Option 2a and 2b would include overhead toll structures, or “gantries," in each toll zone. The amount you pay would depend on the time of day and how many zones you drive through.

Learn more in our factsheet about the tolling options (also available in Spanish, Vietnamese, Russian, and Chinese)

Metro, our regional government, conducts traffic analyses for major transportation projects in the Portland area. In Metro's initial analysis of tolling options, they found that all proposed options would successfully result in average travel speeds of 40-55 mph. All options would also:
  • Raise revenue for transportation improvements.
  • Reduce regional vehicle miles traveled.
  • Minimize traffic on nearby roads caused by drivers avoiding a toll.
  • Have similar average costs for travelers.
Key differences between the options include:
  • Option 2a and 2b may be less expensive and simpler to design, build, and operate than Option 1.
  • Option 1 would likely take longer to build than Option 2a or 2b.
  • Option 1 may encourage people to take other modes of travel (like public transit) instead of driving alone more than Option 2a or 2b. 
Read more about the findings of our analysis here​.

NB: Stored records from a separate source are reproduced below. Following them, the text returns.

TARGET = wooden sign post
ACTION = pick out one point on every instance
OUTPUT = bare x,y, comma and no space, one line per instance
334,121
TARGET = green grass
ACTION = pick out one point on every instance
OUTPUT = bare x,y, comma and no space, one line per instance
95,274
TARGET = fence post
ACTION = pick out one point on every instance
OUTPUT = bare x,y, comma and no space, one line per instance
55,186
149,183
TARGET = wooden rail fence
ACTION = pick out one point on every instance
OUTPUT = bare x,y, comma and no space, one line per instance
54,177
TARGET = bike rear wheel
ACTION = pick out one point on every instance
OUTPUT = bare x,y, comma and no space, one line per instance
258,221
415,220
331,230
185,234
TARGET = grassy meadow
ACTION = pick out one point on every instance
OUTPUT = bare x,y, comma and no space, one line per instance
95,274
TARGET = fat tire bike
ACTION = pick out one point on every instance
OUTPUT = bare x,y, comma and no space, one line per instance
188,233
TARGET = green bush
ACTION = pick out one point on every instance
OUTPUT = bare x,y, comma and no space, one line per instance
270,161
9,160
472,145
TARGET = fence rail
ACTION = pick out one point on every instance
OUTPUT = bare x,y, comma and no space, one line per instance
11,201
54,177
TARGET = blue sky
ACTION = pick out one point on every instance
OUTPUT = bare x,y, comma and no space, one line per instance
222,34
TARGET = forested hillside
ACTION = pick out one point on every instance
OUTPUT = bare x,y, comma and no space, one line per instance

The Regional Mobility Pricing Project would toll I-5 and I-205 in the Portland metropolitan region to help pay for transportation improvements and get you a faster trip.

​What is being proposed?

The proposed project has been informed by planning, public input and analysis over the past several years. 

  • Tolling on I-5 and I-205 in the Portland metropolitan region. As part of the Regional Mobility Pricing Project, tolls are being studied on I-5 between the Columbia River and the Boone Bridge in Wilsonville and on I-205 from the Columbia River to where I-205 intersects with I-5 in Tualatin. The toll collection points will be determined during the environmental analysis.​
  • Tolls based on a set schedule. Drivers would know the toll rate in advance. A set schedule allows drivers to determine the cost of their trip ahead of time to plan their travel. 
  • Tolls based on location and time of day. Higher tolls would be charged during rush hours and in areas with more traffic. Lower or no tolls would be charged at times and in places with less traffic. 
  • ​Not charge a toll overnight.​
  • All-electronic collection system—Drivers would not stop to pay a toll.  
  • Toll rates would be monitored and adjusted after tolling begins. The Oregon Transportation Commission will set toll rates.
For more information: Review the Proposed Action fact sheet or the full NEPA Proposed Action Technical Memorandum.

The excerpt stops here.